Nach Live-TV-Protest gegen Krieg: Russin steht vor Gericht
Moskau – Nach ihrem aufsehenerregenden Protest im russischen Staatsfernsehen gegen den Krieg in der Ukraine steht die Frau nun vor Gericht.
Stundenlang keine Spur von Marina Owssjannikowa
Der prominente russische Journalist Alexej Wenediktow veröffentlichte am Dienstag in einem Telegram-Kanal ein Foto von Marina Owssjannikowa mit ihrem Anwalt Anton Gaschinski in einem Gerichtsgebäude.
Zuvor hatte es stundenlang keine Spur von ihr gegeben. Russische Medien berichteten, dass die TV-Mitarbeiterin wegen der Organisation einer nicht erlaubten öffentlichen Aktion belangt werde. Ihr droht demnach eine Arreststrafe von zehn Tagen oder 30.000 Rubel (226 Euro) Ordnungsstrafe oder bis zu 50 Stunden gemeinnützige Arbeit.
Redakteurin hält im russischen Staatsfernsehen Protestplakat gegen Ukraine-Krieg hoch
Zunächst war befürchtet worden, die Redakteurin könnte nach einem umstrittenen neuen Gesetz wegen Diffamierung der russische Armee verurteilt werden. Dabei drohen bis zu 15 Jahre Haft.

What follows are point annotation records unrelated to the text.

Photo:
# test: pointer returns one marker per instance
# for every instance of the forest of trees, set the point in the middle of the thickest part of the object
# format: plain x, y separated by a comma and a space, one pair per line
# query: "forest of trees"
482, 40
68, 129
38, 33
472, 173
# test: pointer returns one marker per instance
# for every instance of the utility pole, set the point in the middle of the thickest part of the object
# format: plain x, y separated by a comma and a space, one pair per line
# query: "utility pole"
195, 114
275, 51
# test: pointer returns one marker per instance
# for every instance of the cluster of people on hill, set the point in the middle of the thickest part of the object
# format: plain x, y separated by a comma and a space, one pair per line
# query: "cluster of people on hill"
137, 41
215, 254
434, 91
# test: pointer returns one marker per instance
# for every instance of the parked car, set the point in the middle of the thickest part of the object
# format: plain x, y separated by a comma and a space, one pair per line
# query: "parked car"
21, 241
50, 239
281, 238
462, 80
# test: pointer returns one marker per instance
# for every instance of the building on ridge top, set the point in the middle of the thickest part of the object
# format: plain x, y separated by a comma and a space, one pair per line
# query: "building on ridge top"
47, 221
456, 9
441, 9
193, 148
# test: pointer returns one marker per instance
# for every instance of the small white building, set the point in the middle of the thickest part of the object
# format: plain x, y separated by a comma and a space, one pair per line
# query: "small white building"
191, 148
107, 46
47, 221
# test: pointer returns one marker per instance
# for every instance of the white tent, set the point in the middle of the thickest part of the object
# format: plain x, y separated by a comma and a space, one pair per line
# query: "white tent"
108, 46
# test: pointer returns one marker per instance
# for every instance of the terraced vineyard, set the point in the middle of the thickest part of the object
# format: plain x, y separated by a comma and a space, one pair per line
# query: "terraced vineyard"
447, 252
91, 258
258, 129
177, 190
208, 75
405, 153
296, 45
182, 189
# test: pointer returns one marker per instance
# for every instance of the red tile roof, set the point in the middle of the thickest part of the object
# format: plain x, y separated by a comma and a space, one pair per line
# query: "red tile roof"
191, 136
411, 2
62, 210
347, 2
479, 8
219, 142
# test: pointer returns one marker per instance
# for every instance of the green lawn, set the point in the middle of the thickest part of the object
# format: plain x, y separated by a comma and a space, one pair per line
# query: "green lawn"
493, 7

Die Redakteurin des Ersten Kanals des russischen Staatsfernsehens hatte am Montagabend in den Hauptnachrichten ein Protestplakat gegen den Krieg in der Ukraine in die Kamera gehalten.
Auf dem Plakat war auch zu lesen, dass die Zuschauer "hier belogen" werden. Owssjannikowa bezeichnete den russischen Angriff auf die Ukraine zudem in einem Video als Verbrechen. In den russischen Staatsmedien ist es untersagt, von einem Krieg zu sprechen.
"Das, was jetzt in der Ukraine geschieht, ist ein Verbrechen"
Die Staatsführung nennt das Vorgehen im Nachbarland eine "militärische Spezialoperation" zur "Entmilitarisierung" und zur "Entnazifizierung" der Ukraine. Der ukrainische Präsident Wolodymyr Selenskyj, der jüdische Wurzeln hat, bedankte sich bei Owssjannikowa.
Die russische TV-Mitarbeiterin Marina Owsjannikowa hatte vor ihrem aufsehenerregenden Protest gegen den Ukraine-Krieg in der Hauptnachrichtensendung des russischen Staatssenders Erster Kanal ein Video aufgenommen, in dem sie ihre politische Position erklärt.

Sie trägt darin eine Kette mit den Farben der Flaggen Russlands und der Ukraine und nimmt unter anderem Bezug auf die Annexion der ukrainischen Halbinsel Krim durch Russland 2014 sowie die Vergiftung des russischen Oppositionsführers Alexej Nawalny.
Der Wortlaut des im Netz verbreiteten Videos in einer dpa-Übersetzung: "Das, was jetzt in der Ukraine geschieht, ist ein Verbrechen. Und Russland ist der Aggressor. Und die Verantwortung für diese Aggression liegt nur auf dem Gewissen eines Menschen - und dieser Mensch ist Wladimir Putin.
"Schäme mich dafür, dass ich zuließ, dass Russen in Zombies verwandelt wurden"
Mein Vater ist Ukrainer, meine Mutter ist Russin - und sie waren nie Feinde. Diese Kette an meinem Hals ist wie ein Symbol dafür, dass Russland den Bruderkrieg sofort stoppen muss und unsere Brudervölker sich noch versöhnen können.
In den vergangenen Jahren habe ich leider beim Ersten Kanal gearbeitet und mich mit Kreml-Propaganda beschäftigt. Ich schäme mich jetzt sehr dafür. Ich schäme mich dafür, dass ich zuließ, dass vom TV-Bildschirm gelogen wurde. Ich schäme mich dafür, dass ich zuließ, dass Russen in Zombies verwandelt wurden.
Wir haben 2014 geschwiegen, als das alles anfing. Wir sind nicht für Demonstrationen rausgekommen, als der Kreml Nawalny vergiftet hat. Wir haben dieses menschenfeindliche Regime einfach nur stillschweigend beobachtet. Jetzt hat sich die ganze Welt von uns abgewendet. Und noch zehn Generationen unserer Nachfahren werden sich von der Schande dieses Brudermord-Krieges nicht reinwaschen können.
Wir, die russischen Menschen, können denken und sind klug. Es liegt nur an uns, diesen ganzen Wahnsinn zu beenden. Geht demonstrieren. Fürchtet nichts. Sie können uns nicht alle einsperren."